Consulting Lessons

Let’s take a look at recent events and see what they teach us as consultants.

1. Toyota
Ultimately, leadership relies on judgment. Judgment should always be in the customers’ favor. The first reaction to adverse feedback or conditions can’t be to adjourn to the bunker or begin to “spin” the facts. You can’t blame floor mats and driver incompetence for engineering errors that represent a frightening expense to correct, because sooner or later the truth “outs.” Get off the floor and hold your head high, where you can truly see the landscape. As of this morning, Toyota released a statement claiming the problems “aren’t as bad as the media report.”

2. The Olympics
In short-track speed skating, as the Koreans were headed for a sweep, the second and third-place skiers took each other out on the final turn. The fourth skater finished second. In the prior Olympics, the American woman far ahead in the snowboard competition fell on the final small jump when she mindlessly tried an unnecessary move, and the woman in second by 50 yards won the gold. The downhill ski competition and luge competition were decided by hundredths of a second. You need to play hard through the finish line and stay focused all the while. And even then, you only need to win by an inch.

3. Sarah Palin
No matter what your politics, this woman is a lightening rod of attention.
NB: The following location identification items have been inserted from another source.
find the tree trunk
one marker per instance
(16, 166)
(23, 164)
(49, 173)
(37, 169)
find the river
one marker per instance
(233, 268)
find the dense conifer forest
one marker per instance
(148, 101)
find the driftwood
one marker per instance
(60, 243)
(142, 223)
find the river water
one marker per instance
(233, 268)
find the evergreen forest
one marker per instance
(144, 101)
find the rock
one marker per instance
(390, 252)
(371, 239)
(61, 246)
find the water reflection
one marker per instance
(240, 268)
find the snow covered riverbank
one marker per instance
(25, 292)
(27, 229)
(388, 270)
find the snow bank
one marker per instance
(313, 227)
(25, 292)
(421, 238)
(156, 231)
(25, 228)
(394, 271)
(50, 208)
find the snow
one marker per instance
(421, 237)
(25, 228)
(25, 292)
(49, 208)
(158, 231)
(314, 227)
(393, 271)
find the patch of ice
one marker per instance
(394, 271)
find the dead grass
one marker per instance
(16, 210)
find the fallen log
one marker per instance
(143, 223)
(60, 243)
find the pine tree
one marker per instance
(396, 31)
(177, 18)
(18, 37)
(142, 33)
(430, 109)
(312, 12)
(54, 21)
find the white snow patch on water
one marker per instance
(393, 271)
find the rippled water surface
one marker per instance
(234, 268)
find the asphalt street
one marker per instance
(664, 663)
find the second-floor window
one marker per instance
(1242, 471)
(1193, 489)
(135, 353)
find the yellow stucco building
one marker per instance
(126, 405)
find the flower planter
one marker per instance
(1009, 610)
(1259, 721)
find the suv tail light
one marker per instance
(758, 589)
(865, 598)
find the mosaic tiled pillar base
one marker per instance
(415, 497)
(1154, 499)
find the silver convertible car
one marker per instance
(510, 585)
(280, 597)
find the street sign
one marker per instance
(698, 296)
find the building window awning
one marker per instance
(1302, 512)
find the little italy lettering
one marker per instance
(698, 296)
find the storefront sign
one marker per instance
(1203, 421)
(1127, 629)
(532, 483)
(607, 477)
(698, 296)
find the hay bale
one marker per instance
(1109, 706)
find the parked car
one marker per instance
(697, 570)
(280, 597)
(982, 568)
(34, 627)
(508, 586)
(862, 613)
I’m convinced that a great deal of the attention is actually generated by her detractors and the opposition, which in turn fuels media attention, and re-stimulates the cycle. The opposition keeps asking what is it about her that can possibly attract such interest and publicity. Maybe they should stop asking that question, stop attacking, and stop talking about her, and see what happens. One of the best ways to deal with your competition is to ignore them.

4. Late Night NBC
The decision to move Jay Leno to prime time and the ensuing mess has to rank as one of the worst programming decisions in the history of prime time television, and will wind up costing NBC hundreds of millions. Jay Leno will be back where he started, where he’ll try to regain that time slot’s old lead over David Letterman. Conan O’Brien is gone, with $30 million in his pocket but a questionable future in the medium. And Jeff Zucker, the executive who did it all, is still in place, still making decisions, and will probably be “promoted” and given more money when Comcast completes its acquisition of NBC. Bad decisions are not the fault of the implementers, and the higher the position you hold, the more you should be accountable. How do you improve with this guy still in a key position of any kind? Who’s accountable for THAT decision?

5. Steve Jobs
My understanding is that Steve Jobs is cooperating with Walter Isaacson to write an authorized biography. Isaacson’s credentials are impeccable—CEO of the Aspen Institute, former CEO of CNN, award-winning author and biographer—and the resultant work should be fascinating and, I suspect, overall, quite laudatory. Organizations and individuals should establish and control their “story” and image, and not leave them to others by default.

It’s not difficult for consultants to develop material, approaches, and examples. They are in the headlines every morning.